AG Lörrach, Beschluss vom 12.02.2011 - 25 UR II 27/10
Fundstelle
openJur 2012, 63913
  • Rkr:

Der Gleichbehandlungsgrundsatz und Grundsatz der Verhältnismäßigkeit verpflichten die den Kostenansatz tätigende Behörde, die zu erhebende Gebühr nach dem wirtschaftlichen Wert der Amtshandlung zu bemessen. Zufällige Ereignisse dürfen dies nicht beeinflussen.

Tenor

Der Beschwerde der Bezirksrevisorin vom 24.01.2011 gegen den Beschluss des Amtsgerichts Lörrach vom 10.11.2010 wird nicht abgeholfen.

Gründe

Die vom Amtsgericht getroffene Entscheidung ist aufgrund der Normen des Grundgesetzes zwingend geboten.

Entgegen der Auffassung der Bezirksrevisorin läge ein Verstoß gegen den Gleichheitsgrundsatz des Art. 3 Abs. 1 GG vor, würde man nicht die vom Amtsgericht in dem zitierten Beschluss vertretene verfassungskonforme Auslegung der maßgebenden Normen zugrundelegen.

Es gibt vorliegend zwei Möglichkeiten:

Entweder liegt eine planwidrige Regelungslücke mit der Folge vor, dass das Gericht berechtigt ist, - wie geschehen - eine verfassungskonforme Auslegung vorzunehmen. Geht man wie die Bezirksrevisorin hiervon nicht aus, müsste das vorliegende Verfahren ausgesetzt werden und eine entsprechende Entscheidung - wohl in Form eines konkreten Normkontrollverfahrens - des Bundesverfassungsgerichts herbeigeführt werden.
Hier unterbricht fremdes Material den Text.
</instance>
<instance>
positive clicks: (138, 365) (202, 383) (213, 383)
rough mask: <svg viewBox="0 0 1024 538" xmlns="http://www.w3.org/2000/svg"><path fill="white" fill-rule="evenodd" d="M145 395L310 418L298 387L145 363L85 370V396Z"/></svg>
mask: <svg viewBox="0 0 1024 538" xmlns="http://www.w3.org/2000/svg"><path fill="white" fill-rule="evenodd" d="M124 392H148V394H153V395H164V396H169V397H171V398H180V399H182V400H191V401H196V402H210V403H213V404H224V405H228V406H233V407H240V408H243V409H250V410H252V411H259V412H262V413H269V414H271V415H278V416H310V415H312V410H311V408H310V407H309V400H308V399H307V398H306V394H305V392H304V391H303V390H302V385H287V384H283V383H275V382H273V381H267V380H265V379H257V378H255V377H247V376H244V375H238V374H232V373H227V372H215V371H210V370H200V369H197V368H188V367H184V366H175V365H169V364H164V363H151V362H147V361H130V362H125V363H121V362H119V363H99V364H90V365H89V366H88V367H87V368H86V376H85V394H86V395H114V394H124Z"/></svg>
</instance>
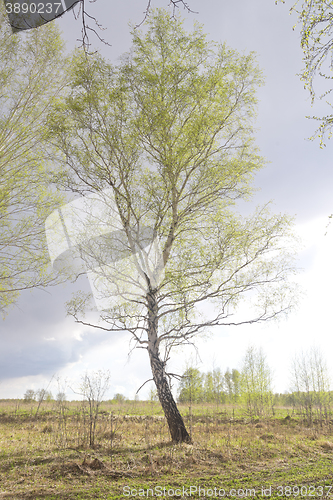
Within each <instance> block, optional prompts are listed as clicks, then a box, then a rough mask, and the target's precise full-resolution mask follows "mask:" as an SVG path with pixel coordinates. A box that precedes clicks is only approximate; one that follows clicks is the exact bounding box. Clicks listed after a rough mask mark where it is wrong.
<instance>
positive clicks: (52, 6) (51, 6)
mask: <svg viewBox="0 0 333 500" xmlns="http://www.w3.org/2000/svg"><path fill="white" fill-rule="evenodd" d="M60 7H61V2H59V3H50V2H49V3H45V4H44V3H30V4H29V3H22V4H21V3H18V2H16V3H10V2H6V12H7V14H21V13H22V14H57V13H58V10H59V9H60Z"/></svg>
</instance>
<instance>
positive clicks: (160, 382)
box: [147, 290, 191, 443]
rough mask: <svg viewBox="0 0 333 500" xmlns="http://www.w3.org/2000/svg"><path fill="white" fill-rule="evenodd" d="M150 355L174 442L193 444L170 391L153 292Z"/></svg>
mask: <svg viewBox="0 0 333 500" xmlns="http://www.w3.org/2000/svg"><path fill="white" fill-rule="evenodd" d="M147 298H148V342H149V345H148V353H149V358H150V366H151V370H152V374H153V379H154V382H155V385H156V388H157V393H158V397H159V400H160V403H161V405H162V408H163V411H164V414H165V417H166V419H167V422H168V426H169V430H170V434H171V438H172V441H174V442H176V443H181V442H186V443H190V442H191V437H190V435H189V433H188V432H187V430H186V427H185V424H184V421H183V418H182V416H181V414H180V413H179V410H178V408H177V405H176V402H175V400H174V398H173V395H172V393H171V390H170V385H169V382H168V379H167V376H166V373H165V363H163V361H162V360H161V358H160V353H159V348H158V336H157V327H158V320H157V311H158V305H157V302H156V295H155V293H154V291H153V290H151V291H150V292H149V293H148V296H147Z"/></svg>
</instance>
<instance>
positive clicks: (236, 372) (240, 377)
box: [231, 368, 241, 402]
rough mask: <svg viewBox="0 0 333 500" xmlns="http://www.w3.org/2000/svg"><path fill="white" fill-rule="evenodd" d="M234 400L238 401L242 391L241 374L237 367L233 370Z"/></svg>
mask: <svg viewBox="0 0 333 500" xmlns="http://www.w3.org/2000/svg"><path fill="white" fill-rule="evenodd" d="M231 380H232V393H233V400H234V401H235V402H237V400H238V397H239V395H240V392H241V387H240V386H241V374H240V372H239V371H238V370H236V369H235V368H233V369H232V372H231Z"/></svg>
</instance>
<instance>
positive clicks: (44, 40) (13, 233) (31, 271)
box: [0, 2, 66, 315]
mask: <svg viewBox="0 0 333 500" xmlns="http://www.w3.org/2000/svg"><path fill="white" fill-rule="evenodd" d="M65 66H66V58H65V55H64V53H63V42H62V41H61V38H60V34H59V31H58V30H57V27H56V26H55V25H54V26H45V27H43V28H41V29H40V30H38V31H37V30H35V31H33V32H31V33H30V34H29V35H25V36H24V35H22V36H19V35H11V34H10V31H9V26H8V24H7V22H6V20H5V14H4V4H3V2H0V102H1V106H0V269H1V271H0V313H1V312H2V313H3V315H4V314H5V313H6V311H7V310H8V307H9V306H10V305H11V304H13V303H15V301H16V300H17V298H18V296H19V293H20V292H21V291H22V290H25V289H31V288H34V287H42V286H46V285H47V284H50V283H54V280H55V277H54V276H52V273H51V272H50V271H51V269H50V268H49V261H50V258H49V255H48V251H47V244H46V238H45V230H44V222H45V219H46V217H47V216H48V215H49V214H50V213H51V212H52V210H54V209H55V208H56V207H57V206H58V205H59V204H60V203H61V201H62V200H63V197H61V196H60V194H59V192H57V191H55V190H54V188H52V187H51V184H50V165H49V163H48V162H47V161H46V156H47V155H46V152H45V150H44V149H43V140H44V139H45V134H46V128H45V122H46V116H47V113H48V111H49V109H50V106H51V103H52V102H53V99H55V98H56V97H57V96H59V94H60V92H61V88H62V86H63V85H64V73H65V72H64V73H63V68H64V67H65ZM49 152H50V150H49V151H48V153H49Z"/></svg>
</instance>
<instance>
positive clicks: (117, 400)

Die Auffassung der Bezirksrevisorin, dass die Kostenordnung grundsätzlich an dem jeweiligen Grundbuchvorgang anknüpft und die wirtschaftlichen Interessen der Parteien nicht zu berücksichtigen sind, weiter, dass es sich bei den Regelungen der Kostenordnung um ein formalisiertes Gebührensystem handelt, sind zwar zutreffend. Gleichwohl unterliegt auch die Anwendung eines typisierten Gebührensystems und die Festsetzung entsprechender Gebühren durch staatliche Organe wie jedes staatliches Handeln den Normen des Grundgesetzes, insbesondere den Grund- und Menschenrechten und damit auch dem Gleichheitsgrundsatzes Art. 3 Abs. 1 GG.

Der Kostenschuldner hat vorliegend nämlich keinen Einfluss darauf, ob er mit seinem Grundstück lediglich aus der Mithaft entlassen wird oder ob es sich bei seinem Grundstück zufällig um das letzte einer langen Reihe von Grundstücken handelt, mit der Folge,, dass aus formalen Gründen nunmehr die Globalgrundschuld, beziehungsweise Gesamtgrundschuld zu löschen ist. Sinn, Bedeutung und Folgen sind für den Kostenschuldner, der aus der Mithaft entlassen wird, die gleichen wie für den letzten Kostenschuldner bei welchem es zur Löschung der Globalgrundschuld kommt. Es handelt sich in diesem Sinne und dies allein ist aus Sicht des Grundrechtsinhabers maßgebend - um gleiche und daher auch gebührenrechtlich gleich zu behandelnde Sachverhalte.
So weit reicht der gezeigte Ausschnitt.